Dish AI is a minimal Flask app that can be used to generate random lunch reviews. Since there's not a lot of training data on catering reviews available, I decided to add a preprocessing step as a quick and efficient workaround.
Using the public Yelp review dataset, I trained a number of topic models and manually divided the output topics into groups of suitable and unsuitable words. For example, all topics containing only foods items (e.g. pasta, rice) would be considered useful, whereas topics around the restaurant interior (e.g. decor, atmosphere) are not useful to describe catered lunches.
After splitting each review into individual sentences, I used the word lists and a number of additional features to create a new corpus of mostly suitable review sentences. Finally, I built a Markov chain generator to generate new reviews based on the preprocessed training data.
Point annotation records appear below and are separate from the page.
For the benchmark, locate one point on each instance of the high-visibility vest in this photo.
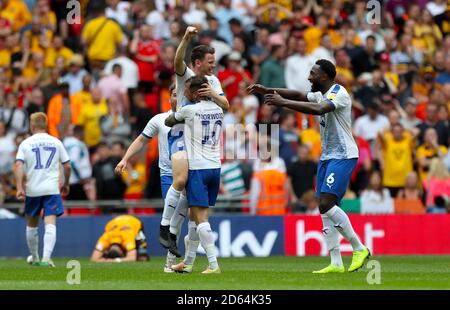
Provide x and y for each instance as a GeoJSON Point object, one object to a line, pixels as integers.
{"type": "Point", "coordinates": [272, 198]}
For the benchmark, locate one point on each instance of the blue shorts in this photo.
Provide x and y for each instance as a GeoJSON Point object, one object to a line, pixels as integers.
{"type": "Point", "coordinates": [52, 205]}
{"type": "Point", "coordinates": [202, 187]}
{"type": "Point", "coordinates": [334, 175]}
{"type": "Point", "coordinates": [175, 139]}
{"type": "Point", "coordinates": [166, 182]}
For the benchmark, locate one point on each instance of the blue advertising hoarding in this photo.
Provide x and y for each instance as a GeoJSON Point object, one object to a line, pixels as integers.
{"type": "Point", "coordinates": [236, 236]}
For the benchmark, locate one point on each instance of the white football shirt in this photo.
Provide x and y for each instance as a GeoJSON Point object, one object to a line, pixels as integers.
{"type": "Point", "coordinates": [181, 79]}
{"type": "Point", "coordinates": [336, 126]}
{"type": "Point", "coordinates": [156, 126]}
{"type": "Point", "coordinates": [42, 155]}
{"type": "Point", "coordinates": [203, 125]}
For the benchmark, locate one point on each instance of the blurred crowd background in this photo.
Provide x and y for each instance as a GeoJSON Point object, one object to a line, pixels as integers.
{"type": "Point", "coordinates": [101, 77]}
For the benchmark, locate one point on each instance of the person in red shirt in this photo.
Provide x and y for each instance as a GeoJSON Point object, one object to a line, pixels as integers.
{"type": "Point", "coordinates": [233, 75]}
{"type": "Point", "coordinates": [145, 52]}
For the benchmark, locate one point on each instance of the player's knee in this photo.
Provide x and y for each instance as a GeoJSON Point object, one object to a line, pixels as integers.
{"type": "Point", "coordinates": [324, 206]}
{"type": "Point", "coordinates": [179, 181]}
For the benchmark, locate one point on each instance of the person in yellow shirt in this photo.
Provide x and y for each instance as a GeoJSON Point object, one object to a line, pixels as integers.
{"type": "Point", "coordinates": [101, 36]}
{"type": "Point", "coordinates": [39, 37]}
{"type": "Point", "coordinates": [397, 157]}
{"type": "Point", "coordinates": [46, 16]}
{"type": "Point", "coordinates": [16, 12]}
{"type": "Point", "coordinates": [5, 53]}
{"type": "Point", "coordinates": [91, 115]}
{"type": "Point", "coordinates": [123, 240]}
{"type": "Point", "coordinates": [57, 49]}
{"type": "Point", "coordinates": [427, 151]}
{"type": "Point", "coordinates": [62, 111]}
{"type": "Point", "coordinates": [313, 34]}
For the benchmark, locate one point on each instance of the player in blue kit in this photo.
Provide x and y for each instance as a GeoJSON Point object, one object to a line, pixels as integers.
{"type": "Point", "coordinates": [175, 212]}
{"type": "Point", "coordinates": [203, 120]}
{"type": "Point", "coordinates": [332, 103]}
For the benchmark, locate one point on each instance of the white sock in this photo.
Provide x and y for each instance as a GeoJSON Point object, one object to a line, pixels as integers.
{"type": "Point", "coordinates": [170, 257]}
{"type": "Point", "coordinates": [207, 240]}
{"type": "Point", "coordinates": [342, 224]}
{"type": "Point", "coordinates": [170, 203]}
{"type": "Point", "coordinates": [194, 240]}
{"type": "Point", "coordinates": [49, 241]}
{"type": "Point", "coordinates": [331, 236]}
{"type": "Point", "coordinates": [176, 222]}
{"type": "Point", "coordinates": [33, 242]}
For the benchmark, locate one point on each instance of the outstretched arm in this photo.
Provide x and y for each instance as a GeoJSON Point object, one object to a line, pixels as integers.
{"type": "Point", "coordinates": [283, 92]}
{"type": "Point", "coordinates": [300, 106]}
{"type": "Point", "coordinates": [134, 148]}
{"type": "Point", "coordinates": [220, 100]}
{"type": "Point", "coordinates": [180, 66]}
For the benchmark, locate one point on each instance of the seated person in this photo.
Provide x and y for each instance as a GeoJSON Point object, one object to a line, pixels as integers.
{"type": "Point", "coordinates": [122, 241]}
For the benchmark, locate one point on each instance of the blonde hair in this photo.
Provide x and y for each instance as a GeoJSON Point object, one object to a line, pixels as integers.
{"type": "Point", "coordinates": [38, 121]}
{"type": "Point", "coordinates": [438, 169]}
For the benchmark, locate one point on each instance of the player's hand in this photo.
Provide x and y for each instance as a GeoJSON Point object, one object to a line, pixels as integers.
{"type": "Point", "coordinates": [20, 195]}
{"type": "Point", "coordinates": [273, 99]}
{"type": "Point", "coordinates": [257, 88]}
{"type": "Point", "coordinates": [190, 32]}
{"type": "Point", "coordinates": [205, 91]}
{"type": "Point", "coordinates": [121, 167]}
{"type": "Point", "coordinates": [65, 190]}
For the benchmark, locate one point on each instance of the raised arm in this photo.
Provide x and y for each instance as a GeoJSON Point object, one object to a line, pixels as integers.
{"type": "Point", "coordinates": [300, 106]}
{"type": "Point", "coordinates": [180, 66]}
{"type": "Point", "coordinates": [283, 92]}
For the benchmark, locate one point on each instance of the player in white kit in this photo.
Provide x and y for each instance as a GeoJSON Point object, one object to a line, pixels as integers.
{"type": "Point", "coordinates": [203, 64]}
{"type": "Point", "coordinates": [333, 104]}
{"type": "Point", "coordinates": [38, 160]}
{"type": "Point", "coordinates": [203, 120]}
{"type": "Point", "coordinates": [176, 213]}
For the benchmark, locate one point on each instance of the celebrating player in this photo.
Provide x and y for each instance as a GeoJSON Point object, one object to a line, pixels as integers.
{"type": "Point", "coordinates": [338, 159]}
{"type": "Point", "coordinates": [40, 156]}
{"type": "Point", "coordinates": [122, 241]}
{"type": "Point", "coordinates": [156, 127]}
{"type": "Point", "coordinates": [203, 64]}
{"type": "Point", "coordinates": [203, 124]}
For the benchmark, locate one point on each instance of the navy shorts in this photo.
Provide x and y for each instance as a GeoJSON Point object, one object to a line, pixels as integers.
{"type": "Point", "coordinates": [175, 139]}
{"type": "Point", "coordinates": [333, 176]}
{"type": "Point", "coordinates": [166, 182]}
{"type": "Point", "coordinates": [52, 205]}
{"type": "Point", "coordinates": [202, 187]}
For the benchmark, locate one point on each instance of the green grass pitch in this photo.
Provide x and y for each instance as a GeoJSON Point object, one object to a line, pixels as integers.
{"type": "Point", "coordinates": [290, 273]}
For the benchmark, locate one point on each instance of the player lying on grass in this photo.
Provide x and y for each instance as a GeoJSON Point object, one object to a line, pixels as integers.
{"type": "Point", "coordinates": [40, 157]}
{"type": "Point", "coordinates": [203, 124]}
{"type": "Point", "coordinates": [122, 241]}
{"type": "Point", "coordinates": [333, 104]}
{"type": "Point", "coordinates": [203, 64]}
{"type": "Point", "coordinates": [156, 127]}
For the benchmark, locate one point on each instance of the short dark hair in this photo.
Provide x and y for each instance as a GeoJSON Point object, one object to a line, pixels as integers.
{"type": "Point", "coordinates": [196, 82]}
{"type": "Point", "coordinates": [275, 48]}
{"type": "Point", "coordinates": [116, 66]}
{"type": "Point", "coordinates": [78, 130]}
{"type": "Point", "coordinates": [172, 87]}
{"type": "Point", "coordinates": [327, 67]}
{"type": "Point", "coordinates": [114, 251]}
{"type": "Point", "coordinates": [234, 21]}
{"type": "Point", "coordinates": [200, 51]}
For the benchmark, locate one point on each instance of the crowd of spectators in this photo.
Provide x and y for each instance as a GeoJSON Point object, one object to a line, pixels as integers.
{"type": "Point", "coordinates": [102, 77]}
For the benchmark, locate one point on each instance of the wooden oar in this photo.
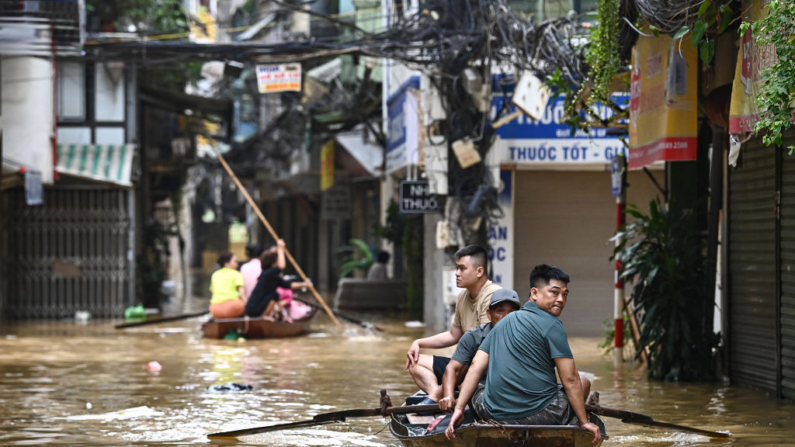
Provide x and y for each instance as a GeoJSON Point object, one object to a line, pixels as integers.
{"type": "Point", "coordinates": [628, 417]}
{"type": "Point", "coordinates": [275, 236]}
{"type": "Point", "coordinates": [345, 317]}
{"type": "Point", "coordinates": [327, 418]}
{"type": "Point", "coordinates": [161, 320]}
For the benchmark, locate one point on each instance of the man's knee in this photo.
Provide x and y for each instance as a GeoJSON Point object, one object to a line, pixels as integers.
{"type": "Point", "coordinates": [586, 386]}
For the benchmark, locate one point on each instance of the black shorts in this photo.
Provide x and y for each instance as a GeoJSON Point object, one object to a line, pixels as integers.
{"type": "Point", "coordinates": [439, 365]}
{"type": "Point", "coordinates": [558, 412]}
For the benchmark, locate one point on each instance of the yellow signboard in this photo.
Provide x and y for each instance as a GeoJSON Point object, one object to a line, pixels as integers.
{"type": "Point", "coordinates": [751, 60]}
{"type": "Point", "coordinates": [327, 165]}
{"type": "Point", "coordinates": [663, 107]}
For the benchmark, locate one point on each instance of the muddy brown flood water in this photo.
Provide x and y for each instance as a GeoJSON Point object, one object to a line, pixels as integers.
{"type": "Point", "coordinates": [65, 384]}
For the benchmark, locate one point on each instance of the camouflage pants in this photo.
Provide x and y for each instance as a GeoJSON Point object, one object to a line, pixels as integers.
{"type": "Point", "coordinates": [556, 413]}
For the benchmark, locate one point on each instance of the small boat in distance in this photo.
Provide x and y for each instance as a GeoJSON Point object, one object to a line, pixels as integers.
{"type": "Point", "coordinates": [258, 327]}
{"type": "Point", "coordinates": [481, 434]}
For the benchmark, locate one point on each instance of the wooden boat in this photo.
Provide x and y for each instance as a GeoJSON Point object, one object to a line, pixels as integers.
{"type": "Point", "coordinates": [258, 328]}
{"type": "Point", "coordinates": [480, 434]}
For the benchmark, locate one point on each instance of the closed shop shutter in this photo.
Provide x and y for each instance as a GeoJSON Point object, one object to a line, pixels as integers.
{"type": "Point", "coordinates": [787, 322]}
{"type": "Point", "coordinates": [752, 268]}
{"type": "Point", "coordinates": [566, 218]}
{"type": "Point", "coordinates": [69, 254]}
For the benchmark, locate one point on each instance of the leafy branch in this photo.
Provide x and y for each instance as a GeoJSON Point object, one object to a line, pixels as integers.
{"type": "Point", "coordinates": [603, 53]}
{"type": "Point", "coordinates": [776, 96]}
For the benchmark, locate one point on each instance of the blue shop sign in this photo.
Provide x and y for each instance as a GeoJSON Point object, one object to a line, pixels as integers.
{"type": "Point", "coordinates": [549, 141]}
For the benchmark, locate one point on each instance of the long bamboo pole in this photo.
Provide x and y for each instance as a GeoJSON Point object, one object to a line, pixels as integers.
{"type": "Point", "coordinates": [275, 236]}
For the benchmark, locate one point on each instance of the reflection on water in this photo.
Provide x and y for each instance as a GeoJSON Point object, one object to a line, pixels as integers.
{"type": "Point", "coordinates": [66, 384]}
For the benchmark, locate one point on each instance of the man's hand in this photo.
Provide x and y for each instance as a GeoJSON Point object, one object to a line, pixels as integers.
{"type": "Point", "coordinates": [597, 435]}
{"type": "Point", "coordinates": [447, 404]}
{"type": "Point", "coordinates": [457, 419]}
{"type": "Point", "coordinates": [413, 355]}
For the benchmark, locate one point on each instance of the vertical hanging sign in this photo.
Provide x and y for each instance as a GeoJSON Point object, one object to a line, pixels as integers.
{"type": "Point", "coordinates": [501, 234]}
{"type": "Point", "coordinates": [327, 165]}
{"type": "Point", "coordinates": [663, 106]}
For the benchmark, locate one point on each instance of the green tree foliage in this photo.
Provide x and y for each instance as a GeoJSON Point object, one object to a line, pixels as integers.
{"type": "Point", "coordinates": [148, 16]}
{"type": "Point", "coordinates": [776, 99]}
{"type": "Point", "coordinates": [603, 53]}
{"type": "Point", "coordinates": [712, 20]}
{"type": "Point", "coordinates": [351, 261]}
{"type": "Point", "coordinates": [663, 256]}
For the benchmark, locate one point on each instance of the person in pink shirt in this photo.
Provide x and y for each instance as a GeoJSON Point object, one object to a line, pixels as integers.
{"type": "Point", "coordinates": [253, 268]}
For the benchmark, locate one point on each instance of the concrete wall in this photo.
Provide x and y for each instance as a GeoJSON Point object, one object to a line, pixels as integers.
{"type": "Point", "coordinates": [27, 113]}
{"type": "Point", "coordinates": [434, 313]}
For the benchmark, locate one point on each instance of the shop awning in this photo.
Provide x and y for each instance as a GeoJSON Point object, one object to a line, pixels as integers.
{"type": "Point", "coordinates": [105, 163]}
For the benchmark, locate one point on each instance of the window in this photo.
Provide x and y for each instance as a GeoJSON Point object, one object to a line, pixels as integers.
{"type": "Point", "coordinates": [109, 98]}
{"type": "Point", "coordinates": [71, 91]}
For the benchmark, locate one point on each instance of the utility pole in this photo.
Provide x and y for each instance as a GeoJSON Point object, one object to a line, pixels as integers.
{"type": "Point", "coordinates": [618, 173]}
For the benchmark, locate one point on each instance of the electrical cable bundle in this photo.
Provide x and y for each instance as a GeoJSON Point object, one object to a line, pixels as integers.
{"type": "Point", "coordinates": [669, 16]}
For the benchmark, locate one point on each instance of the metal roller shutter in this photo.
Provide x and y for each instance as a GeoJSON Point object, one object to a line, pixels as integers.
{"type": "Point", "coordinates": [67, 255]}
{"type": "Point", "coordinates": [565, 218]}
{"type": "Point", "coordinates": [787, 241]}
{"type": "Point", "coordinates": [752, 268]}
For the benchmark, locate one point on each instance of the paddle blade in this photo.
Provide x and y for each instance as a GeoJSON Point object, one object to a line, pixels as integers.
{"type": "Point", "coordinates": [698, 431]}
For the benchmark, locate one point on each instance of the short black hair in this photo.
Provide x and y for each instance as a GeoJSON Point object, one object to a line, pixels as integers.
{"type": "Point", "coordinates": [224, 257]}
{"type": "Point", "coordinates": [544, 273]}
{"type": "Point", "coordinates": [475, 252]}
{"type": "Point", "coordinates": [268, 258]}
{"type": "Point", "coordinates": [253, 250]}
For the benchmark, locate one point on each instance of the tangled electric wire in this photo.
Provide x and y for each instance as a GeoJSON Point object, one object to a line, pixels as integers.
{"type": "Point", "coordinates": [669, 16]}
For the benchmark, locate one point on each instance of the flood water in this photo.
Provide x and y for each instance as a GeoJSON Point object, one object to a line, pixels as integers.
{"type": "Point", "coordinates": [63, 383]}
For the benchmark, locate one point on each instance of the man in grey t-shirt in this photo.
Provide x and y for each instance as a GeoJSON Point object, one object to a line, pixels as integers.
{"type": "Point", "coordinates": [503, 302]}
{"type": "Point", "coordinates": [521, 355]}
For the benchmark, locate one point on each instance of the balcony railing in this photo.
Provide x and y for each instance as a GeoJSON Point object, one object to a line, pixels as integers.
{"type": "Point", "coordinates": [41, 27]}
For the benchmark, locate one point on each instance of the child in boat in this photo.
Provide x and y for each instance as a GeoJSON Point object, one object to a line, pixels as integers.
{"type": "Point", "coordinates": [226, 285]}
{"type": "Point", "coordinates": [264, 300]}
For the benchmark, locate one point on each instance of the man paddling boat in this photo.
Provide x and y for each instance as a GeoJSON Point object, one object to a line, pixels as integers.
{"type": "Point", "coordinates": [503, 302]}
{"type": "Point", "coordinates": [470, 312]}
{"type": "Point", "coordinates": [521, 355]}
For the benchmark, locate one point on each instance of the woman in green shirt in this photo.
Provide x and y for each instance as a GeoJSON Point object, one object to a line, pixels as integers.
{"type": "Point", "coordinates": [227, 287]}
I configured our Slack #food
channel to post a new lunch review at noon every working day. Here it is in action:
Look how cute! And people think AI is scary. Here's the ATX special, posted on taco Tuesday:
git clone https://github.com/melanietosik/dish_ai
virtualenv -p python3 env
source env/bin/activate
pip install -r requirements
APP_DEBUG=true python run.py filtered_sentences.pickle
Once it's up and running, go to http://0.0.0.0:5005/generate
in your browser to generate a new review.
All the utility scripts for preprocessing the data and creating the Markov model are included in the /utils
folder. Usage information is included in each file. Below is the order in which to run each file.
preprocess_reviews.py
topic_model.py
prepare_markov_input.py
markov_model.py
iterate_markov_input.py
I used spaCy to parse the reviews. To use any of the NLP features, i.e. sentence segmentation and lemmatization, you need to download the language model for English.
python -m spacy download en
The output topics for various LDA models are included in the /topic_models
folder. The different values in the file names correspond to the number of clusters specified during training, i.e. all_lda_500.txt
is the output of a model with 500 topics.
The word lists I used to filter the reviews sentences are included in the /word_lists
folder. They might spare you any manual labeling!